Sir — Every cricket match between India and Pakistan is traditionally seen as a sort of ‘war’ by citizens of the two countries (“Do not term it as war: Intikhab”, March 27). As such, it is indeed a wrong ploy to give too much importance to the world cup semi-final in Mohali. The Indian prime minister, who avoided the 34th National Games held recently in Ranchi, shouldn’t have decided to go and watch the match. He should have considered it to be yet another game of cricket.
Likewise, his decision to invite the prime minister of Pakistan is uncalled for. Indians will interpret a defeat at the hands of Pakistan in the presence of dignitaries from across the border as a diplomatic gift to Pakistani leaders. The prime minister should cancel his visit to Mohali on the pretext of ‘urgent’ work.
Subhash Chandra Agrawal, Dariba, Delhi
Sir — By inviting his Pakistani counterpart to witness the world cup semi-final, Manmohan Singh has shown, once again, that he is a strict proponent of Gandhian principles. After all, the Father of the Nation was known for his lenient views on Pakistan.
Jorhat Singh, Mumbai
Sir — The optimistic views expressed in the editorial, “Come watch the players”, (March 27) encapsulate the wishes of millions of Indians who have always been in favour of peaceful co-existence with their brethren across the border. But it is difficult to accept the opinion that “there is no embedded hostility between the countries”. This is because India’s sincere attempts to foster a sense of amity have been construed as a sign of weakness and reciprocated with direct or covert hostility. Moreover, the editorial’s comparison of the battle on the 22 yards with that of the Kargil War has undermined the sacrifice of those bravehearts who died while protecting the sovereignty of our motherland. However, it is heartening to learn that almost every Indian has received generous hospitality in Pakistan. Indians will continue to harbour the long cherished dream of cementing bilateral ties with their valued neighbour, while keeping intact the country’s record against Pakistan in the world cup.
Indranil Banerjee, Calcutta
Sir — Imran Khan is absolutely right in his assessment of India-Pakistan relations (“Imran weighs invite impact”, March 27). Both countries have a tacit understanding of keeping the chief dispute — the Kashmir problem — alive. This is because it is more profitable to sustain, rather than resolve, the Kashmir conundrum. This was made evident the first time at Tashkent where we surrendered to Pakistan our superior military gains of the 1965 war.

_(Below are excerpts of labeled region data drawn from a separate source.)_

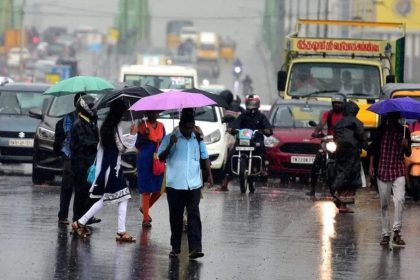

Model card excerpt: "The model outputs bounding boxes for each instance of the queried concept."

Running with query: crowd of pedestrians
[54,88,411,259]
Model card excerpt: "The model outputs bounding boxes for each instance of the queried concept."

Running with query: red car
[264,99,331,181]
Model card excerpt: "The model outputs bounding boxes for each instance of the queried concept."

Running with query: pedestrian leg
[166,187,187,254]
[118,200,128,233]
[186,189,202,253]
[58,159,74,223]
[78,198,104,225]
[392,177,405,231]
[378,179,391,236]
[149,191,161,208]
[142,193,152,227]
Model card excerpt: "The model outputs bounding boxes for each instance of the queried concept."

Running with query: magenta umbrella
[129,91,216,111]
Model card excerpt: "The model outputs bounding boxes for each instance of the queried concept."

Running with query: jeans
[378,177,405,236]
[58,158,74,220]
[166,187,202,253]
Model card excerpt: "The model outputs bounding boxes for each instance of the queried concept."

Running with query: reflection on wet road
[0,176,420,279]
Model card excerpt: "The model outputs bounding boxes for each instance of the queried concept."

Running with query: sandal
[169,251,179,259]
[392,231,405,247]
[71,221,91,238]
[139,208,152,222]
[338,204,354,213]
[141,221,152,228]
[115,232,136,243]
[379,235,389,246]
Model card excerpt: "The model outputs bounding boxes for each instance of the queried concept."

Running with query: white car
[158,106,235,170]
[7,48,31,67]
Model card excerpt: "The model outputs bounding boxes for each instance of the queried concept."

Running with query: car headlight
[325,142,337,153]
[264,136,280,148]
[36,127,55,141]
[203,129,222,144]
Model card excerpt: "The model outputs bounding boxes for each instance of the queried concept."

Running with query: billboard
[375,0,420,30]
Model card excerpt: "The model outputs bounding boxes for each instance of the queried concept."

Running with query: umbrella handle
[127,98,134,124]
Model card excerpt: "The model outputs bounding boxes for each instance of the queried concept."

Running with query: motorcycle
[231,129,263,193]
[321,135,337,188]
[309,121,337,189]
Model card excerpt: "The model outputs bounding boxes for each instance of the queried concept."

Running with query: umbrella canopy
[183,88,229,108]
[44,76,114,95]
[130,91,216,111]
[95,85,162,109]
[368,97,420,119]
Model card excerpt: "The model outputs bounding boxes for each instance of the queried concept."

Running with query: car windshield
[0,91,50,115]
[48,94,101,117]
[124,74,194,89]
[270,104,331,128]
[159,106,217,122]
[288,63,381,98]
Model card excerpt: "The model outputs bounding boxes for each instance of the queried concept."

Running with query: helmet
[73,92,86,107]
[331,95,345,103]
[76,95,96,117]
[245,94,260,110]
[220,89,233,105]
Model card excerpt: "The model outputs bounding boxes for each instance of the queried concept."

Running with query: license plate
[236,147,255,151]
[9,139,34,147]
[290,156,315,164]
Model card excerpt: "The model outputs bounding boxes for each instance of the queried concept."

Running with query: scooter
[231,129,263,193]
[321,135,337,188]
[405,131,420,201]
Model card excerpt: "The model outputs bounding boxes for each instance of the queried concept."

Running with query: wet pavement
[0,171,420,279]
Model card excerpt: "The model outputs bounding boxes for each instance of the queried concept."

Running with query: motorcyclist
[219,94,273,191]
[331,101,367,213]
[306,95,345,196]
[220,89,245,119]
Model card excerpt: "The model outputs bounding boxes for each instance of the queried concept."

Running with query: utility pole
[19,0,26,78]
[324,0,330,37]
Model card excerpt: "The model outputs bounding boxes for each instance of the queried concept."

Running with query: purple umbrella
[367,97,420,137]
[129,91,216,111]
[367,97,420,119]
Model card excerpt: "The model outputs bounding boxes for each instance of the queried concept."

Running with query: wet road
[0,172,420,279]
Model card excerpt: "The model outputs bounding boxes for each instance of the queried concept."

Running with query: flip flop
[115,232,136,243]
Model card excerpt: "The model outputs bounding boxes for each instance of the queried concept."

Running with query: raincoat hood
[343,100,359,116]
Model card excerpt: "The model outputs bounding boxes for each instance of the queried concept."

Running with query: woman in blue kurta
[136,111,165,228]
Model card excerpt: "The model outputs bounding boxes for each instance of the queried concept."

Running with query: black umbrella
[183,88,229,108]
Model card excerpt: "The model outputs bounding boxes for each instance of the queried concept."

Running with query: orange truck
[277,19,406,134]
[0,29,27,53]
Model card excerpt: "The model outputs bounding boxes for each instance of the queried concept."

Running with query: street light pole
[19,0,26,79]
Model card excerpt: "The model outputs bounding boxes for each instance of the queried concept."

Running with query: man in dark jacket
[369,113,411,246]
[54,92,85,224]
[218,94,273,192]
[70,95,99,221]
[331,101,367,213]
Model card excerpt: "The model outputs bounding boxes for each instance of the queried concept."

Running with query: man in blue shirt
[158,114,213,259]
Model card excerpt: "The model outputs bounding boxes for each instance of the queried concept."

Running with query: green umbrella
[44,76,114,95]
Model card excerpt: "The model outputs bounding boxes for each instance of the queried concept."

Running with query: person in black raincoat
[70,95,99,222]
[331,101,367,213]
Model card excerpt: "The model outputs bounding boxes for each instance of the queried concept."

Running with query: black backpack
[53,116,66,155]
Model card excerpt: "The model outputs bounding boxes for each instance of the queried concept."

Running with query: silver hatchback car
[0,83,50,163]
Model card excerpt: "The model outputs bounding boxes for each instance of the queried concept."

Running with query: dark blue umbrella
[367,97,420,119]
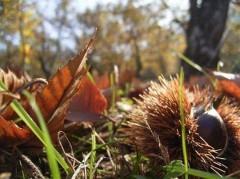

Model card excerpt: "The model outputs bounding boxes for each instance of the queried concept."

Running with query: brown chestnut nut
[197,107,228,155]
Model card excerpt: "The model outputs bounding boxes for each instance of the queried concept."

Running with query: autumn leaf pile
[0,39,107,147]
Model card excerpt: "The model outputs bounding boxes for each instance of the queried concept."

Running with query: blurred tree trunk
[181,0,230,78]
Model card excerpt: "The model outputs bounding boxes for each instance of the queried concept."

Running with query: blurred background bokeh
[0,0,240,79]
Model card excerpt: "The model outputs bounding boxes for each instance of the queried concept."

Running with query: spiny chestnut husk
[122,78,240,174]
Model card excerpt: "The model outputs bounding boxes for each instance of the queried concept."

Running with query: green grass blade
[89,132,97,179]
[24,91,60,179]
[179,68,188,179]
[0,81,70,173]
[163,160,234,179]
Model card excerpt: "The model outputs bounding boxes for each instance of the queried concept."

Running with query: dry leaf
[30,39,94,141]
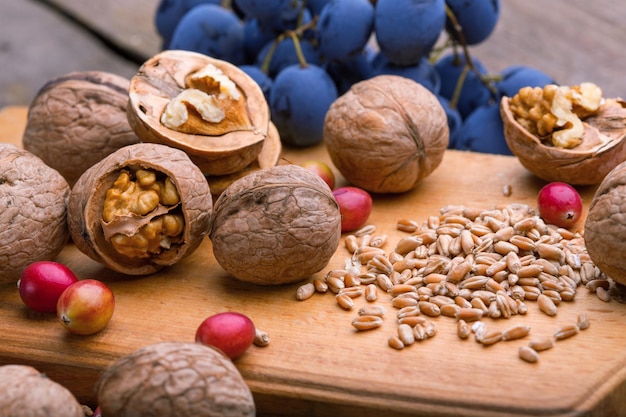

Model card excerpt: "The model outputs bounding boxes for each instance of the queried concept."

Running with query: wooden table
[0,108,626,417]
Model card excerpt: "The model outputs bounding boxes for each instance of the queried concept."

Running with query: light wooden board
[0,108,626,417]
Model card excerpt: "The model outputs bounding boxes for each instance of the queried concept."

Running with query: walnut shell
[0,143,70,283]
[22,71,139,186]
[68,143,213,275]
[584,158,626,285]
[0,365,85,417]
[128,51,270,175]
[324,75,449,193]
[209,165,341,285]
[500,97,626,185]
[207,122,282,198]
[96,342,255,417]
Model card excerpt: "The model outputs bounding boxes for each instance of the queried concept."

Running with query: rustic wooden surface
[0,107,626,417]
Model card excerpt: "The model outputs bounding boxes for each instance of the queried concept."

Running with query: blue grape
[243,19,278,63]
[437,95,463,149]
[457,103,513,155]
[239,65,273,101]
[306,0,330,16]
[446,0,500,45]
[255,37,320,78]
[234,0,292,19]
[170,4,245,65]
[270,64,338,147]
[372,53,441,95]
[374,0,446,66]
[435,53,492,118]
[326,50,372,94]
[317,0,374,60]
[154,0,220,49]
[495,65,556,97]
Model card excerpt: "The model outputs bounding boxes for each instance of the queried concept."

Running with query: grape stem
[446,4,498,108]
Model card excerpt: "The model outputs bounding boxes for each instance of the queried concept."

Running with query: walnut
[500,83,626,185]
[128,51,270,176]
[96,342,256,417]
[209,165,341,285]
[584,158,626,285]
[68,143,212,275]
[324,75,449,193]
[0,143,70,282]
[22,71,139,186]
[0,365,85,417]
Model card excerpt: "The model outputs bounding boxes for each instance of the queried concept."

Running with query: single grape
[270,64,338,146]
[495,65,556,97]
[446,0,500,45]
[457,103,513,155]
[326,51,372,94]
[317,0,374,61]
[372,53,441,95]
[255,37,320,78]
[437,95,463,149]
[170,4,245,65]
[243,19,279,63]
[374,0,446,66]
[306,0,330,16]
[239,65,273,102]
[435,53,491,118]
[154,0,220,49]
[234,0,292,19]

It was further consolidated at Shimla where the spoils of a spectacular military victory secured by our armed forces were nullified by India’s political class. Had this not been the case, the Kashmir problem would have been settled on India’s terms, once and for all.
The government’s recent decision to ease visa norms will enhance the threat of terrorists visiting India in the guise of spectators. India has already agreed to restart the stalled dialogue with Pakistan despite the terrorist strikes in Kashmir. Ever since Independence, India’s policy has ended up handing Pakistan the advantage on account of the compulsions of vote- bank politics.

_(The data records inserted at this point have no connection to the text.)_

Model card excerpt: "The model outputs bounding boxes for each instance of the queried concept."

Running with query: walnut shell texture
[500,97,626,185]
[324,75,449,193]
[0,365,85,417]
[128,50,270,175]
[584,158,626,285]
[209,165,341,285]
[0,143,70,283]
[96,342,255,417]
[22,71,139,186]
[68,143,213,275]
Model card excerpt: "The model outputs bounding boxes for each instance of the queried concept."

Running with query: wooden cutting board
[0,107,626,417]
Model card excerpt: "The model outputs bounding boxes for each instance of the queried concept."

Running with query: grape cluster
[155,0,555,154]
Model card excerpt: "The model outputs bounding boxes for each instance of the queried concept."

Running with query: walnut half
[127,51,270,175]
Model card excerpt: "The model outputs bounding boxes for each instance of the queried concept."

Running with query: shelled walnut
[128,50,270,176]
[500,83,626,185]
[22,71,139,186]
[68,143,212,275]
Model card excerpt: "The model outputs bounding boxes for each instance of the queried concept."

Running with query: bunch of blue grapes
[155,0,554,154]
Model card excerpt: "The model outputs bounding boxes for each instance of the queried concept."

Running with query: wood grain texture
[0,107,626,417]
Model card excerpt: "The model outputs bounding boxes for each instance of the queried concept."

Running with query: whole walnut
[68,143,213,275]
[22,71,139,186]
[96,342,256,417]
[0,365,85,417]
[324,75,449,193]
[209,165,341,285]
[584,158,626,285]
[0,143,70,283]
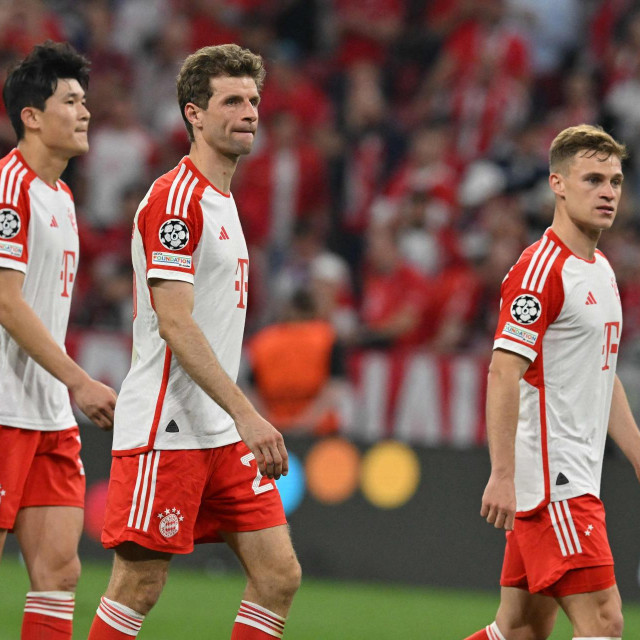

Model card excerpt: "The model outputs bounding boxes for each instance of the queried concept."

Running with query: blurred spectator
[84,85,158,227]
[358,226,433,348]
[249,290,347,435]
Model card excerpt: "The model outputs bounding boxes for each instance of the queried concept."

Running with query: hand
[71,377,118,431]
[480,474,516,531]
[236,413,289,480]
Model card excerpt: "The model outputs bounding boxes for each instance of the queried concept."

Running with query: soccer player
[467,125,640,640]
[89,44,300,640]
[0,42,116,640]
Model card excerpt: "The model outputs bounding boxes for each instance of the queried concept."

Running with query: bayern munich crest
[158,507,184,538]
[511,293,542,324]
[159,218,189,251]
[0,209,20,240]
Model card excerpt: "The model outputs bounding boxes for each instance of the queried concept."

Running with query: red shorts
[500,495,616,597]
[102,442,287,553]
[0,426,85,529]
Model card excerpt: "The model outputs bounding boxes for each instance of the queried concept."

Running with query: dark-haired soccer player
[467,125,640,640]
[89,45,300,640]
[0,42,116,640]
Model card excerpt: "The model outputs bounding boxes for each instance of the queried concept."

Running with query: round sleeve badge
[0,209,20,240]
[159,218,189,251]
[511,293,542,324]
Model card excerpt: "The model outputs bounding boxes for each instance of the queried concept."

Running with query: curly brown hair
[177,44,267,142]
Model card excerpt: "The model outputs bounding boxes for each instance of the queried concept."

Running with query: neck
[18,138,69,187]
[189,142,239,193]
[551,209,602,260]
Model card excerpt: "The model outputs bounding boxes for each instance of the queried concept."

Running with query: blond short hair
[177,44,267,142]
[549,124,628,173]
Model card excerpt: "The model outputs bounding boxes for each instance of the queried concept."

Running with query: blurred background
[0,0,640,640]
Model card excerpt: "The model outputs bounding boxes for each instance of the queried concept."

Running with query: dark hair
[177,44,266,142]
[549,124,627,173]
[2,40,90,140]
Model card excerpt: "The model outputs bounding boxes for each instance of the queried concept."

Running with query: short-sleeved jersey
[494,229,622,515]
[113,157,249,455]
[0,149,78,431]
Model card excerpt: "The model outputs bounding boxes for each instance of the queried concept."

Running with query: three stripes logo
[547,500,582,557]
[522,236,562,293]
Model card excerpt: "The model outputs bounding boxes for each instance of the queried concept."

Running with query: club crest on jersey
[159,218,189,251]
[0,209,20,240]
[158,507,184,538]
[511,293,542,324]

Jayanta Kumar Dutt, Calcutta
Sir — The invitation extended to Pakistan’s premier to watch the world cup semi-final at Mohali alongside the Indian prime minister is the best way to ease strained ties. The think tanks of the two nations need to be congratulated for envisaging this diplomatic initiative. Sport has, time and again, acted as a timely balm, bringing the people of the two nations closer. Such matches — be it in hockey or cricket — are fiercely competed and a defeat in such encounters is considered to be a national calamity. But when one of the two nations lock horns with a third country, the other country supports its neighbour.

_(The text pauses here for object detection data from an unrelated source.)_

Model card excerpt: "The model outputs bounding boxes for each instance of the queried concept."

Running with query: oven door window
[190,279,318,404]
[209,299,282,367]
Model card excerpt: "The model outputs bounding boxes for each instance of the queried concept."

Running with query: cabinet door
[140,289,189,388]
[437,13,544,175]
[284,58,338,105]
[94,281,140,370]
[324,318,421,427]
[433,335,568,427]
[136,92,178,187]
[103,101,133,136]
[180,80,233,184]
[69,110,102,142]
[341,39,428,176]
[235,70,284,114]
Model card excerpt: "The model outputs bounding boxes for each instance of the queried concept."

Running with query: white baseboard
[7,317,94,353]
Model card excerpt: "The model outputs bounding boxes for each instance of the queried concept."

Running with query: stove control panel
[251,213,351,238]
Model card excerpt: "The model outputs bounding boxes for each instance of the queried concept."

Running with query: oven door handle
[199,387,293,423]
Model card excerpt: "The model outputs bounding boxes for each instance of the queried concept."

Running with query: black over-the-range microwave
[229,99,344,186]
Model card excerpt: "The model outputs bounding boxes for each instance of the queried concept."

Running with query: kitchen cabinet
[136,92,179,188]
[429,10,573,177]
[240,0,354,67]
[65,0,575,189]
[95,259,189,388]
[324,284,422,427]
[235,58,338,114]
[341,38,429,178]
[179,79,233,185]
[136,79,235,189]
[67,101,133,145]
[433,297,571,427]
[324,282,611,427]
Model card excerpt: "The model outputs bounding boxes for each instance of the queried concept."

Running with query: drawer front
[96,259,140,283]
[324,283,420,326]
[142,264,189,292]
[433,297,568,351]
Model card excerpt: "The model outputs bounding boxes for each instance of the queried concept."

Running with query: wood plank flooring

One still has fond memories of Pakistanis celebrating the success of Kapil’s Devils in the 1983 World Cup. Strangely though, such bonhomie has never resulted in the creation of friendly ties. Perhaps politics and diplomacy are responsible for generating mistrust in the minds of the people. Sporting events need to be seen as tools to bring about peace. Let us then hail ‘cricket diplomacy’.